Here's the worse part: unless you have been through the emotional, financially and physical ins and outs of IVF you just DO NOT GET IT! I know I have awesome family and friends who love me and are praying for us and I could call at the drop of the hat to cry to or whatever to but really- I just sound crazy! Being around people almost makes this entire craziness worse. It's like I am half pregnant- not really pregnant but maybe just a little pregnant- not enough to talk about but enough to constantly be on my mind. People who are pregnant and have babies- well it's just heartbreaking right now. I love them but right now for me it's just a double edged sword and I do not know how to change that feeling. I mean I have two kids- I am a mom- but I want to be a mom again and with the man I love I have never had that...
I feel like there is so much on the line here- after the money we spent, the time away from family, the now weeks of meds and injections- its just A LOT for this to not go our way. Most importantly- wanting to have a baby with my hubby and give him his only child- there are not words to describe how bad I want this- more than I have ever wanted anything in my entire life. I know God knows this I keep telling myself this over and over.
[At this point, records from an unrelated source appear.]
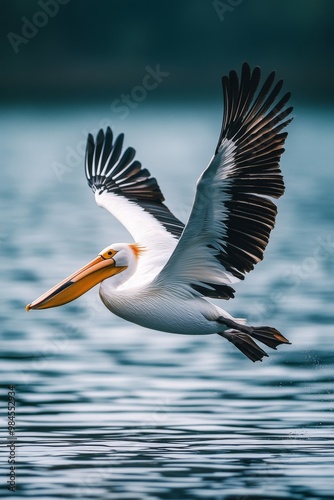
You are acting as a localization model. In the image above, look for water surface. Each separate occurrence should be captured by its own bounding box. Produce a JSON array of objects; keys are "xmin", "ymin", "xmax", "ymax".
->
[{"xmin": 0, "ymin": 104, "xmax": 334, "ymax": 500}]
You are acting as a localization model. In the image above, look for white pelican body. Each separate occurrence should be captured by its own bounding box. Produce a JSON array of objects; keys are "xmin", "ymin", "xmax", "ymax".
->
[{"xmin": 27, "ymin": 63, "xmax": 292, "ymax": 361}]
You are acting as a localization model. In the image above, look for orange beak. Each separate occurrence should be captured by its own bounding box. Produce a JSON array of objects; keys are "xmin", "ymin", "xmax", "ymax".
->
[{"xmin": 26, "ymin": 255, "xmax": 126, "ymax": 311}]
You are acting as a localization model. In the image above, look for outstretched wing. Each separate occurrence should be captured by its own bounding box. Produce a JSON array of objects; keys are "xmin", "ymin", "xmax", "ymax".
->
[
  {"xmin": 155, "ymin": 63, "xmax": 292, "ymax": 299},
  {"xmin": 85, "ymin": 127, "xmax": 184, "ymax": 256}
]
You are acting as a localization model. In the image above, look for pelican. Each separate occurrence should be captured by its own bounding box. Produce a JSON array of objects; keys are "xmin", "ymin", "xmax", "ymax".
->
[{"xmin": 26, "ymin": 63, "xmax": 293, "ymax": 362}]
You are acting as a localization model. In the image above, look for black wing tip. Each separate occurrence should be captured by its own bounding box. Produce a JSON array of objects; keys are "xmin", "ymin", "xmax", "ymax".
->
[{"xmin": 85, "ymin": 126, "xmax": 171, "ymax": 204}]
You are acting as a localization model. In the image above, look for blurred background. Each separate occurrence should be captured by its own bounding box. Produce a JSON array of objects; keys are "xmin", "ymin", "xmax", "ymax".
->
[
  {"xmin": 0, "ymin": 0, "xmax": 334, "ymax": 500},
  {"xmin": 0, "ymin": 0, "xmax": 334, "ymax": 103}
]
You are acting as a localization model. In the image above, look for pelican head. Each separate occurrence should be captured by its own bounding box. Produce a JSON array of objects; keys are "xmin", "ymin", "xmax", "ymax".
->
[{"xmin": 26, "ymin": 243, "xmax": 140, "ymax": 311}]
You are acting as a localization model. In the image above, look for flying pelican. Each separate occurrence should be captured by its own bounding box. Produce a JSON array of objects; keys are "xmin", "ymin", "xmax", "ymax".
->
[{"xmin": 26, "ymin": 63, "xmax": 292, "ymax": 361}]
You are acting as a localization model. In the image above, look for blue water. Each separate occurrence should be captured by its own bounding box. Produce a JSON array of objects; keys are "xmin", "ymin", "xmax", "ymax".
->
[{"xmin": 0, "ymin": 103, "xmax": 334, "ymax": 500}]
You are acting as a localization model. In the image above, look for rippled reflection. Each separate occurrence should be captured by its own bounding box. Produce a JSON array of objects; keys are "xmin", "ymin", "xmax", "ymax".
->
[{"xmin": 0, "ymin": 105, "xmax": 334, "ymax": 500}]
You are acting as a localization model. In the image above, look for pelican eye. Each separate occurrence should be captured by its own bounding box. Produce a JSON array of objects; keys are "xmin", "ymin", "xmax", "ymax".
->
[{"xmin": 100, "ymin": 250, "xmax": 117, "ymax": 259}]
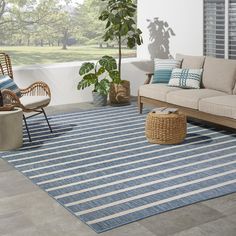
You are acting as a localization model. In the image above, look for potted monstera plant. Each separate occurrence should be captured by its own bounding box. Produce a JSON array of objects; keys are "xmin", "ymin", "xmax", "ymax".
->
[
  {"xmin": 77, "ymin": 56, "xmax": 120, "ymax": 106},
  {"xmin": 99, "ymin": 0, "xmax": 143, "ymax": 105}
]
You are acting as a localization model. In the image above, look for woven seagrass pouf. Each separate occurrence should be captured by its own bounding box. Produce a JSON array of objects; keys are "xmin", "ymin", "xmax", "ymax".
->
[{"xmin": 145, "ymin": 111, "xmax": 187, "ymax": 144}]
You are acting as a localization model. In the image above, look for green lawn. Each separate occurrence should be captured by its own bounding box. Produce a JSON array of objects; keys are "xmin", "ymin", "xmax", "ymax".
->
[{"xmin": 0, "ymin": 46, "xmax": 136, "ymax": 65}]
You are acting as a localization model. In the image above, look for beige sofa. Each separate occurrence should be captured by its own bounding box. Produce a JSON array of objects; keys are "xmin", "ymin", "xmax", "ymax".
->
[{"xmin": 138, "ymin": 54, "xmax": 236, "ymax": 129}]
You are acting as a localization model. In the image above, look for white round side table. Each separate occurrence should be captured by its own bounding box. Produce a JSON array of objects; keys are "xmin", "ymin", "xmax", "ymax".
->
[{"xmin": 0, "ymin": 108, "xmax": 23, "ymax": 151}]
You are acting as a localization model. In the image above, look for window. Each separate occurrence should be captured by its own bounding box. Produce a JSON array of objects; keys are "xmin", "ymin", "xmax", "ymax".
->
[
  {"xmin": 204, "ymin": 0, "xmax": 236, "ymax": 59},
  {"xmin": 229, "ymin": 0, "xmax": 236, "ymax": 59},
  {"xmin": 204, "ymin": 0, "xmax": 225, "ymax": 58},
  {"xmin": 0, "ymin": 0, "xmax": 136, "ymax": 65}
]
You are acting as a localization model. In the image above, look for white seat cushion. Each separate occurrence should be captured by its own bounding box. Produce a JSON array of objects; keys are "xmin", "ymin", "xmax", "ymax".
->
[
  {"xmin": 167, "ymin": 89, "xmax": 226, "ymax": 109},
  {"xmin": 139, "ymin": 84, "xmax": 181, "ymax": 102},
  {"xmin": 20, "ymin": 96, "xmax": 50, "ymax": 109},
  {"xmin": 199, "ymin": 95, "xmax": 236, "ymax": 119}
]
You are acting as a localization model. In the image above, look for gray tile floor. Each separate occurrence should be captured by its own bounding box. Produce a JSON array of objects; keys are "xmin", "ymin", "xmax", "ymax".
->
[{"xmin": 0, "ymin": 103, "xmax": 236, "ymax": 236}]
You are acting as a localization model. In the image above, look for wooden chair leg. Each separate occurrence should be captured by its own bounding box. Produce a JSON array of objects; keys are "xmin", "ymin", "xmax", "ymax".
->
[
  {"xmin": 138, "ymin": 96, "xmax": 143, "ymax": 114},
  {"xmin": 41, "ymin": 108, "xmax": 52, "ymax": 133},
  {"xmin": 23, "ymin": 115, "xmax": 32, "ymax": 142}
]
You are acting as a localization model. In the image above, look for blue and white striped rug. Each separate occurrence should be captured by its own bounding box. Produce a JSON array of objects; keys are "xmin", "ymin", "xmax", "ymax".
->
[{"xmin": 1, "ymin": 105, "xmax": 236, "ymax": 233}]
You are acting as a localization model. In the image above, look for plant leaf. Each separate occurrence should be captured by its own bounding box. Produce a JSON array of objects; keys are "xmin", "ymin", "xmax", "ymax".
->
[
  {"xmin": 79, "ymin": 62, "xmax": 95, "ymax": 75},
  {"xmin": 99, "ymin": 56, "xmax": 117, "ymax": 72}
]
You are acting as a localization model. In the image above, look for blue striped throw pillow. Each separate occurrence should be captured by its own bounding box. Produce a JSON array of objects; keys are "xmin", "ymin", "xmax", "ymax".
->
[
  {"xmin": 152, "ymin": 59, "xmax": 182, "ymax": 84},
  {"xmin": 168, "ymin": 69, "xmax": 203, "ymax": 89},
  {"xmin": 0, "ymin": 75, "xmax": 21, "ymax": 97}
]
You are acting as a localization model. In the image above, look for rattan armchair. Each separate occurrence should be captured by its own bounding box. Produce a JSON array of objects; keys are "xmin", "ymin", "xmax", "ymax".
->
[{"xmin": 0, "ymin": 53, "xmax": 52, "ymax": 142}]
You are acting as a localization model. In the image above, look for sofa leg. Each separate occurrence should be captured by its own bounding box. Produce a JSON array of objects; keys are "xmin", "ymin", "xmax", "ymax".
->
[{"xmin": 138, "ymin": 96, "xmax": 143, "ymax": 114}]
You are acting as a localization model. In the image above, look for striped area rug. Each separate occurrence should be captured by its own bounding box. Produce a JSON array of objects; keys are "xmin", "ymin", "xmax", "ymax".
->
[{"xmin": 1, "ymin": 105, "xmax": 236, "ymax": 233}]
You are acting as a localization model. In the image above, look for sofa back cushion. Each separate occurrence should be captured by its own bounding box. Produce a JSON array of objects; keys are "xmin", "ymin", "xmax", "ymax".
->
[
  {"xmin": 152, "ymin": 59, "xmax": 182, "ymax": 84},
  {"xmin": 202, "ymin": 57, "xmax": 236, "ymax": 94},
  {"xmin": 176, "ymin": 53, "xmax": 205, "ymax": 69}
]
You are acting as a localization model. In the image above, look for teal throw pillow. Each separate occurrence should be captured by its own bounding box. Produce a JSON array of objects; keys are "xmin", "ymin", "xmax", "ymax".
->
[
  {"xmin": 168, "ymin": 69, "xmax": 203, "ymax": 89},
  {"xmin": 152, "ymin": 59, "xmax": 182, "ymax": 84},
  {"xmin": 0, "ymin": 75, "xmax": 21, "ymax": 97}
]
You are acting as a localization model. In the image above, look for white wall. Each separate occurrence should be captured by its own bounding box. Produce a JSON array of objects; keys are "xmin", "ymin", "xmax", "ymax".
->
[
  {"xmin": 14, "ymin": 59, "xmax": 152, "ymax": 105},
  {"xmin": 138, "ymin": 0, "xmax": 203, "ymax": 58}
]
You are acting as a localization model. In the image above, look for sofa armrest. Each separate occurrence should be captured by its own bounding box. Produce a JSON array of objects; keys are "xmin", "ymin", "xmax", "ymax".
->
[{"xmin": 144, "ymin": 73, "xmax": 154, "ymax": 84}]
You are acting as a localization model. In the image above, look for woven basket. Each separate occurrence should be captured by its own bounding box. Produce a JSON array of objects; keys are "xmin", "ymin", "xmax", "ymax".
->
[
  {"xmin": 109, "ymin": 80, "xmax": 130, "ymax": 105},
  {"xmin": 145, "ymin": 112, "xmax": 187, "ymax": 144}
]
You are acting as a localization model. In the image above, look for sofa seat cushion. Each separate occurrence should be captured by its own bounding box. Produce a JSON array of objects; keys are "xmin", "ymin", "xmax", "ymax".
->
[
  {"xmin": 199, "ymin": 95, "xmax": 236, "ymax": 119},
  {"xmin": 139, "ymin": 84, "xmax": 181, "ymax": 102},
  {"xmin": 202, "ymin": 57, "xmax": 236, "ymax": 94},
  {"xmin": 20, "ymin": 96, "xmax": 50, "ymax": 109},
  {"xmin": 176, "ymin": 53, "xmax": 205, "ymax": 69},
  {"xmin": 166, "ymin": 89, "xmax": 226, "ymax": 110}
]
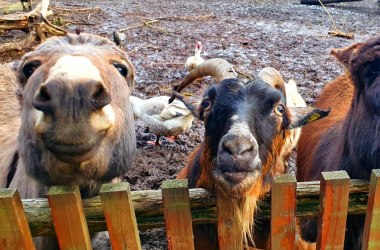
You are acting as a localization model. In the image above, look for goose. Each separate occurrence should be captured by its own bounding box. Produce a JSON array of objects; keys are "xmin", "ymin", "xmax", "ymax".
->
[
  {"xmin": 185, "ymin": 42, "xmax": 204, "ymax": 71},
  {"xmin": 129, "ymin": 96, "xmax": 194, "ymax": 146}
]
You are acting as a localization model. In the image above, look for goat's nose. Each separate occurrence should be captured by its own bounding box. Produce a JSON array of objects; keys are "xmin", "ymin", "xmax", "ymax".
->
[
  {"xmin": 33, "ymin": 80, "xmax": 111, "ymax": 114},
  {"xmin": 222, "ymin": 136, "xmax": 257, "ymax": 157}
]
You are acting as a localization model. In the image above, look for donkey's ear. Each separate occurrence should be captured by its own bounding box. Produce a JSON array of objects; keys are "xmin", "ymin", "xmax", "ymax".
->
[
  {"xmin": 330, "ymin": 43, "xmax": 363, "ymax": 67},
  {"xmin": 9, "ymin": 61, "xmax": 21, "ymax": 72},
  {"xmin": 285, "ymin": 107, "xmax": 330, "ymax": 129}
]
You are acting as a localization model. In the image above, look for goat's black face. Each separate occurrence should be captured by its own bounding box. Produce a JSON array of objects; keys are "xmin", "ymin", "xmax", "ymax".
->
[
  {"xmin": 350, "ymin": 37, "xmax": 380, "ymax": 114},
  {"xmin": 199, "ymin": 79, "xmax": 329, "ymax": 198},
  {"xmin": 200, "ymin": 79, "xmax": 287, "ymax": 197}
]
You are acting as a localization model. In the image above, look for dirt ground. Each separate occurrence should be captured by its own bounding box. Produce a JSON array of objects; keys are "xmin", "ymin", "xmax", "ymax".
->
[{"xmin": 0, "ymin": 0, "xmax": 380, "ymax": 249}]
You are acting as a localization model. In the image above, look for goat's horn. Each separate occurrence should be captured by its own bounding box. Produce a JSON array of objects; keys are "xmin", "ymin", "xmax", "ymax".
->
[
  {"xmin": 174, "ymin": 58, "xmax": 237, "ymax": 92},
  {"xmin": 258, "ymin": 67, "xmax": 286, "ymax": 99}
]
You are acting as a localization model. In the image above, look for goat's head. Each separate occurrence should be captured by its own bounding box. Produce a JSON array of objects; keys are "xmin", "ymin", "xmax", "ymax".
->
[
  {"xmin": 176, "ymin": 59, "xmax": 328, "ymax": 199},
  {"xmin": 18, "ymin": 34, "xmax": 135, "ymax": 188}
]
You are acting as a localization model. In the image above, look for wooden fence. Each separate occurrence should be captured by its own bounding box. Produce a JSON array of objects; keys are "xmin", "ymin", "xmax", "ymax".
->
[{"xmin": 0, "ymin": 170, "xmax": 380, "ymax": 250}]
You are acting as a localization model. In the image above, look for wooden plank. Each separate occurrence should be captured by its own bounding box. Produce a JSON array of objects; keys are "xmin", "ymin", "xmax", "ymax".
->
[
  {"xmin": 0, "ymin": 188, "xmax": 35, "ymax": 250},
  {"xmin": 271, "ymin": 174, "xmax": 297, "ymax": 250},
  {"xmin": 48, "ymin": 186, "xmax": 92, "ymax": 250},
  {"xmin": 362, "ymin": 169, "xmax": 380, "ymax": 250},
  {"xmin": 317, "ymin": 171, "xmax": 350, "ymax": 250},
  {"xmin": 22, "ymin": 180, "xmax": 369, "ymax": 236},
  {"xmin": 161, "ymin": 180, "xmax": 194, "ymax": 250},
  {"xmin": 100, "ymin": 182, "xmax": 141, "ymax": 250},
  {"xmin": 216, "ymin": 189, "xmax": 243, "ymax": 250}
]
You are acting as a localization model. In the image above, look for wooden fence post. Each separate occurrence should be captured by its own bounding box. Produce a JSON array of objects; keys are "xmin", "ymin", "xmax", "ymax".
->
[
  {"xmin": 362, "ymin": 169, "xmax": 380, "ymax": 250},
  {"xmin": 317, "ymin": 171, "xmax": 350, "ymax": 250},
  {"xmin": 216, "ymin": 188, "xmax": 242, "ymax": 250},
  {"xmin": 0, "ymin": 188, "xmax": 35, "ymax": 250},
  {"xmin": 270, "ymin": 174, "xmax": 297, "ymax": 250},
  {"xmin": 161, "ymin": 180, "xmax": 194, "ymax": 250},
  {"xmin": 48, "ymin": 186, "xmax": 92, "ymax": 250},
  {"xmin": 100, "ymin": 182, "xmax": 141, "ymax": 250}
]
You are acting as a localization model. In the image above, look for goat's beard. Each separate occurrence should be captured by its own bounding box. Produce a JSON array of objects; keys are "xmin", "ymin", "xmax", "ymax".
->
[{"xmin": 217, "ymin": 174, "xmax": 263, "ymax": 246}]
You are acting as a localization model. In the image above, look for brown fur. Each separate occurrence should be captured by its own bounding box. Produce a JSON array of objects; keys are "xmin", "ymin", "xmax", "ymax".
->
[
  {"xmin": 0, "ymin": 34, "xmax": 136, "ymax": 249},
  {"xmin": 297, "ymin": 36, "xmax": 380, "ymax": 250}
]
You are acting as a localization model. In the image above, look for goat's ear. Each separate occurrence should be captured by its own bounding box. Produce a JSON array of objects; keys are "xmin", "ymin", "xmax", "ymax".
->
[
  {"xmin": 330, "ymin": 43, "xmax": 363, "ymax": 67},
  {"xmin": 285, "ymin": 107, "xmax": 330, "ymax": 129},
  {"xmin": 9, "ymin": 61, "xmax": 21, "ymax": 72}
]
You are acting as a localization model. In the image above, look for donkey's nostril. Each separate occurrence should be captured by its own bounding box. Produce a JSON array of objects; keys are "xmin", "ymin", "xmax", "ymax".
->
[
  {"xmin": 37, "ymin": 86, "xmax": 51, "ymax": 102},
  {"xmin": 91, "ymin": 83, "xmax": 111, "ymax": 109},
  {"xmin": 32, "ymin": 85, "xmax": 53, "ymax": 113}
]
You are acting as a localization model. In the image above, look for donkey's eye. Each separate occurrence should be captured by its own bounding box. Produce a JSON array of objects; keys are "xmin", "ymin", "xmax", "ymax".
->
[
  {"xmin": 21, "ymin": 61, "xmax": 41, "ymax": 80},
  {"xmin": 202, "ymin": 99, "xmax": 211, "ymax": 111},
  {"xmin": 112, "ymin": 62, "xmax": 128, "ymax": 77},
  {"xmin": 364, "ymin": 60, "xmax": 380, "ymax": 85},
  {"xmin": 274, "ymin": 105, "xmax": 285, "ymax": 116}
]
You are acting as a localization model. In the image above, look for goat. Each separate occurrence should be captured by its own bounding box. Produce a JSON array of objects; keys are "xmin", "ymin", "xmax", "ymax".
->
[
  {"xmin": 258, "ymin": 67, "xmax": 306, "ymax": 176},
  {"xmin": 175, "ymin": 59, "xmax": 328, "ymax": 249},
  {"xmin": 297, "ymin": 36, "xmax": 380, "ymax": 249},
  {"xmin": 0, "ymin": 33, "xmax": 136, "ymax": 249}
]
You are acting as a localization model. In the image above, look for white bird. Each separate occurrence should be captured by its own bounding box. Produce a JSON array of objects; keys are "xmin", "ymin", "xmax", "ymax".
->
[
  {"xmin": 185, "ymin": 42, "xmax": 204, "ymax": 71},
  {"xmin": 285, "ymin": 79, "xmax": 307, "ymax": 107},
  {"xmin": 129, "ymin": 96, "xmax": 194, "ymax": 146}
]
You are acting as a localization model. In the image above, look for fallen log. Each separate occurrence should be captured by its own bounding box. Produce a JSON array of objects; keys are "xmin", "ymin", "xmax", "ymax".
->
[
  {"xmin": 22, "ymin": 180, "xmax": 368, "ymax": 236},
  {"xmin": 0, "ymin": 0, "xmax": 67, "ymax": 52},
  {"xmin": 301, "ymin": 0, "xmax": 363, "ymax": 5}
]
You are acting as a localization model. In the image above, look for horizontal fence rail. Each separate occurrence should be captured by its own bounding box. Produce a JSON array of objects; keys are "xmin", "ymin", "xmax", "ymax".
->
[
  {"xmin": 22, "ymin": 180, "xmax": 369, "ymax": 236},
  {"xmin": 0, "ymin": 169, "xmax": 380, "ymax": 250}
]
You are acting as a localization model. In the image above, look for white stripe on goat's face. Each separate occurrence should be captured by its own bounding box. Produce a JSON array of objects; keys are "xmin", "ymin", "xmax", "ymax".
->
[{"xmin": 46, "ymin": 56, "xmax": 102, "ymax": 82}]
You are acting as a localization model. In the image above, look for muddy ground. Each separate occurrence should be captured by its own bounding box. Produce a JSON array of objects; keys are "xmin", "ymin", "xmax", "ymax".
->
[{"xmin": 0, "ymin": 0, "xmax": 380, "ymax": 249}]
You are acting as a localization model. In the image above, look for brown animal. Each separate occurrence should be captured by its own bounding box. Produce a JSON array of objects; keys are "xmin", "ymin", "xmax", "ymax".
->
[
  {"xmin": 20, "ymin": 0, "xmax": 32, "ymax": 11},
  {"xmin": 297, "ymin": 36, "xmax": 380, "ymax": 250},
  {"xmin": 258, "ymin": 67, "xmax": 307, "ymax": 176},
  {"xmin": 0, "ymin": 34, "xmax": 136, "ymax": 249},
  {"xmin": 176, "ymin": 59, "xmax": 328, "ymax": 249}
]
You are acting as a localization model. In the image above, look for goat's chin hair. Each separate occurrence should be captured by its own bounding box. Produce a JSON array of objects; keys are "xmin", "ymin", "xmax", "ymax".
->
[
  {"xmin": 213, "ymin": 171, "xmax": 261, "ymax": 199},
  {"xmin": 219, "ymin": 176, "xmax": 263, "ymax": 246}
]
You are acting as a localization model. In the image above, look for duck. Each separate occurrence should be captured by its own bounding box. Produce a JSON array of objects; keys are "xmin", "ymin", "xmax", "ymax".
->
[
  {"xmin": 185, "ymin": 42, "xmax": 204, "ymax": 71},
  {"xmin": 129, "ymin": 95, "xmax": 194, "ymax": 146}
]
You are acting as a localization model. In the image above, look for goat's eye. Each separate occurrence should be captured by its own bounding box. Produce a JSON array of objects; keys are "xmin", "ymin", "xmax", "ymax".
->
[
  {"xmin": 274, "ymin": 105, "xmax": 285, "ymax": 116},
  {"xmin": 21, "ymin": 61, "xmax": 41, "ymax": 79},
  {"xmin": 202, "ymin": 100, "xmax": 211, "ymax": 111},
  {"xmin": 112, "ymin": 62, "xmax": 128, "ymax": 77}
]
He has never forsaken me and I know He won't now.
I cannot imagine the let down. I shutter at the thought- and I shouldn't even let that thought cross my mind- I know how powerful our thoughts are- and I guess that's why I am writing this OUT...because I am trying to get control of any negative thoughts and get a grip on my paranoia and emotions. I think about how we will have to sacrifice to save money again to try again, how I am getting older, if I am pregnant I need to keep the stress level low to ward off miscarriage- have you met me? I am a total stress ball.
Maybe a cry fest is what I need. When Dax was in counseling and I would go in to visit with his counselor I would always cry and I would always apologize for crying and he would kindly remind me each time that crying is good- its the body's way of releasing emotions and stress so just cry and let it out! I just feel so weak when I cry. I am strong and I want to be strong through this and keep a thankful heart. Crying and being worrisome seems so weak, selfish and faithless.
I am sure this blog post is rambling and doesn't make sense to many people who are reading it- but it certainly has made me feel better just by writing it out and getting it off my chest. I feel engulfed in two week wait crazies...and I am trying my hardest to dig my way out!